Même réalisé par un autre, rien ne ressemble plus à un film de Scorsese qu’un documentaire où ce dernier évoque face caméra un duo mythique du cinéma anglais. Made in England : les films de Powell et Pressburger parle autant de son sujet que de la carrière et de l’œuvre du cinéaste qui le mieux survécu à la fin du Nouvel Hollywood.
Made in England : les films de Powell et Pressburger, ou un documentaire scorsésien qui ne dit pas son nom. Puisque c’est Scorsese qui présente face caméra le cinéma du duo britannique mythique Michael Powell / Emeric Pressburger au travers d’extraits de films et d’images d’archives.
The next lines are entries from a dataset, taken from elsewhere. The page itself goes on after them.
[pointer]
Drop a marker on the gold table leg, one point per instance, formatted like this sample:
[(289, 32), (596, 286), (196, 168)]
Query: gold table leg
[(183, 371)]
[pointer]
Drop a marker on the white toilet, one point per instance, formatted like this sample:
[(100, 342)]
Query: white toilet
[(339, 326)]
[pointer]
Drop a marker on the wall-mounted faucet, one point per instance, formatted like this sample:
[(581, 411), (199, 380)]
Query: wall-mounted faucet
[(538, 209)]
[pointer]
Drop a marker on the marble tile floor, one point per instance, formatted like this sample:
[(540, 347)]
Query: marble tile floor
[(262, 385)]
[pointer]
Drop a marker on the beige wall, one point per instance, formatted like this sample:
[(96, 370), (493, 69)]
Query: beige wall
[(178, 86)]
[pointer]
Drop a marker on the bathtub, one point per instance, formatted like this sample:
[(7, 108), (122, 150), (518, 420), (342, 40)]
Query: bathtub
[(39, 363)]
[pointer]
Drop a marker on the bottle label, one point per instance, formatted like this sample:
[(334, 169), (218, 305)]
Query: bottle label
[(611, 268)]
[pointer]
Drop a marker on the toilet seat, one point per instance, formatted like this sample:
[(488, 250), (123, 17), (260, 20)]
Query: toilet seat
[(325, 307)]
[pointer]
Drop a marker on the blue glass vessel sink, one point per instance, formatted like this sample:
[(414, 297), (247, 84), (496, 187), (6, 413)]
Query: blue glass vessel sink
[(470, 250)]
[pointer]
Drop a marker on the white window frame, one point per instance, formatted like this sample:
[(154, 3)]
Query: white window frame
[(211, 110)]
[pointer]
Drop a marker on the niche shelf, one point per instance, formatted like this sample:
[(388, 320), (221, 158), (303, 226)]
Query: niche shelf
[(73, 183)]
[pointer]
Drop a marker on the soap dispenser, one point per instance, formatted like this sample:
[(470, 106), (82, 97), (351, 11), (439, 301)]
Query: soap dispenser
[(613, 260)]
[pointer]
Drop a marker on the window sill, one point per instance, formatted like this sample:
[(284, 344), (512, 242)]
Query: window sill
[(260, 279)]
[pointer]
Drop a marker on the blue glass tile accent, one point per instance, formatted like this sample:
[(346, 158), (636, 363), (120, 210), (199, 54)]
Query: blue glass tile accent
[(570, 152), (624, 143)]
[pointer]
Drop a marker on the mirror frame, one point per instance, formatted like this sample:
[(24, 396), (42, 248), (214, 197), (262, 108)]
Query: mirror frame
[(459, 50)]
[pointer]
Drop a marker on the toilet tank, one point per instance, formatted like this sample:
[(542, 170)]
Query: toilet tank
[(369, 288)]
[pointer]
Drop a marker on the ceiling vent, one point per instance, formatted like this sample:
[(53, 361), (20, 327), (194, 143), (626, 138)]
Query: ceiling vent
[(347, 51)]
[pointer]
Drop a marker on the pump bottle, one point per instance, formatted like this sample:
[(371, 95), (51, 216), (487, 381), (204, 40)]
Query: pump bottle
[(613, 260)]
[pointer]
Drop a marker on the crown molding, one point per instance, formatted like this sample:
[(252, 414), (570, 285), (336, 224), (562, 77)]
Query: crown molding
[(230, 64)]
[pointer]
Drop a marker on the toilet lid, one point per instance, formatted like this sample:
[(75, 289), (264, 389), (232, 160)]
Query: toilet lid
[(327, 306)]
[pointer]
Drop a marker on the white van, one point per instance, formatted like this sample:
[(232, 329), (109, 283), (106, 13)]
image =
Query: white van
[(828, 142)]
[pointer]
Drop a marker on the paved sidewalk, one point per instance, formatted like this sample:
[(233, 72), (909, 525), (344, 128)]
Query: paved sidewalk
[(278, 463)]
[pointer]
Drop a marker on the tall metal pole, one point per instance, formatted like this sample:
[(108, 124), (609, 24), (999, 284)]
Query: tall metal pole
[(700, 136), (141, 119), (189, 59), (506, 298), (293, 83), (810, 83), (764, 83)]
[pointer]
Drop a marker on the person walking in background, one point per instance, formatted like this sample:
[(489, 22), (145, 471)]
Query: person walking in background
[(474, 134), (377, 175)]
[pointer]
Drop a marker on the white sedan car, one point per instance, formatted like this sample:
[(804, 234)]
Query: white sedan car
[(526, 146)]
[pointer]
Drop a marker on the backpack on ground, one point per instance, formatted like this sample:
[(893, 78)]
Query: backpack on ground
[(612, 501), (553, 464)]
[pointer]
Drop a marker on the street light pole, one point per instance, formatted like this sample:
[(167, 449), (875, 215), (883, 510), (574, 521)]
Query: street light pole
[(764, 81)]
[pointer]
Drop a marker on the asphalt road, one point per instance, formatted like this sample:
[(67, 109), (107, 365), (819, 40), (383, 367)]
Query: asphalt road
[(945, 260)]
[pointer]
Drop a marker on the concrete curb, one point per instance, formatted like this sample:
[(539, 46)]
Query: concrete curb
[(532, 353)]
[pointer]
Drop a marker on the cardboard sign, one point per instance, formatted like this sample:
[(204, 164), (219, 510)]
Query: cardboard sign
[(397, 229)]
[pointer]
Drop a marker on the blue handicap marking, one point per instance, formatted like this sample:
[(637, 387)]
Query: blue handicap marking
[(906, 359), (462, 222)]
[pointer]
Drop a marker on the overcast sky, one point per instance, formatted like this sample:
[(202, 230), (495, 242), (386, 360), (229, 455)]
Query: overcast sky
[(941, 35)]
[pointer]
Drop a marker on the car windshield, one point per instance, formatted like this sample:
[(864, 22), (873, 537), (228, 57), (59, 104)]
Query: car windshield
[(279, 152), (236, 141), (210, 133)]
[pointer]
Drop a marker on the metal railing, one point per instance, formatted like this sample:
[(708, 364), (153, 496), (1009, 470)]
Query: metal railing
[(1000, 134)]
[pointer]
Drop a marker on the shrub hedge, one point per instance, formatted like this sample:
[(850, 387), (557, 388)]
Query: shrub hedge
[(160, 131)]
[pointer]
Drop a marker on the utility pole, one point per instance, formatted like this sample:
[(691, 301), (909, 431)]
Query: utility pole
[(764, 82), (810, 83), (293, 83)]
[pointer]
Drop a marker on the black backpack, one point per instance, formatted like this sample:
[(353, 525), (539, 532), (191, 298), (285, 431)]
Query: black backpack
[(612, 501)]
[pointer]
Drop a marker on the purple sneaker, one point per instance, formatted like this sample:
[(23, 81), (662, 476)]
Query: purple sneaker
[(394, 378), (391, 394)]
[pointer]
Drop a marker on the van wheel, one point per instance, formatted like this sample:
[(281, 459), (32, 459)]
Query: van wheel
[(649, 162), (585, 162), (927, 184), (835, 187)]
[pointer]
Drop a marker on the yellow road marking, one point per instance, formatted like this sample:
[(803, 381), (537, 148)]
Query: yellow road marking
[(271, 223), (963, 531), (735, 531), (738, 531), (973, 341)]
Derrière l’apparence de cours magistral, le film est d’abord un film sur Scorsese, sa cinéphilie, son travail de cinéaste.
Scorsese commence par évoquer sa découverte du cinéma du duo, pas dans les meilleures conditions. A une époque où les studios hollywoodiens ne diffusaient pas leurs films à la télévision, ouvrant une brèche dans laquelle le cinéma anglais s’engouffra. On s’amusera à comparer cette réaction des studios à la montée de la concurrence du petit écran à l’époque actuelle : un film qui ne fait pas ses preuves très vite atterrit désormais en VOD en quatrième vitesse.
Scorsese évoque, conversion des images en Noir et Blanc et au format petit écran années 1950 à bords ronds à l’appui, sa découverte sur la lucarne de films souvent réputés par leur palette chromatique. Pour être malgré tout émerveillé. Mais quel cinéphile ayant grandi dans les années 1980 ne s’est pas pris une claque en découvrant un classique en format non respecté sur petit écran ?
A ce propos, bien avant la VHS, l’époque avait pour un apprenti cinéphile son moyen de revisionnage à outrance : les rediffusions. Avant des visionnages en salles dans des copies de qualité parfois médiocre (usure reproduite dans les extraits). Des visionnages formant le cinéaste à l’importance du cadre, du mouvement et de la couleur. Lorsque Scorsese évoque un film aussi malsain que Le Voyeur (réalisé par Powell en solo) comme film reflétant son rapport à son travail de cinéaste débutant, c’est à la fois troublant et compréhensible. Tandis que l’extrait choisi et sa caméra voyeuse / subjective souligne, comme le dit Scorsese, que le film a été plus que vu par De Palma.
La première rencontre avec un Powell devenu has been à la maison annonce, elle, les liens d’amitié entre Scorsese et le cinéaste développés par la suite : Powell le soutiendra à un moment où le succès n’était plus là, et épousera la géniale monteuse scorsésienne Thelma Schoonmaker.
Mais, même lorsque le film raconte, à coup d’extraits de films et d’images d’archives (storyboards, interviews, making of…), sur la carrière du duo, il est tout autant question de Scorsese que de présenter le tandem. Bien sûr, au travers de la mention de l’influence de ce dernier sur son cinéma, extraits à l’appui. Ou seulement en voix off, lorsque le duo anglais est mentionné comme inspiration de la dimension religieuse de son cinéma. Sur ce point, on aurait plus spontanément évoqué Dreyer ou Bresson.
Mais aussi dans le rapport entre l’artiste et les exigences / contraintes commerciales des studios. Glisser en cinéastes contrebandiers dans la production anglaise de cinéma de propagande de la Seconde Guerre mondiale une vision non-manichéenne de l’ennemi. Casser les conventions du cinéma commercial en interrompant dans Les Chaussons Rouges le récit par une longue scène de ballet reflet des tourments intérieurs des personnages. Ou en faisant jouer toutes les femmes côtoyées par Blimp par la même actrice dans Colonel Blimp. Se heurter, comme les cinéastes du Nouvel Hollywood après 1980, à un conflit de vision avec les producteurs. Ainsi avec le légendaire mogul David O. Selznick (Autant en emporte le vent) pour La Renarde.
Au-delà du cinéma, le documentaire a au final un intérêt : donner à voir ce qu’est que le so british, entendu dans une chanson de Ray Davies ou un sketch des Monty Python. C’est par exemple le mélange d’élégance et de légère décontraction des interviews du duo. Comme cette plaisanterie sur les bâtons dans les roues mis par Churchill s’agissant du projet Colonel Blimp : « Churchill était un leader merveilleux mais un piètre critique de cinéma ».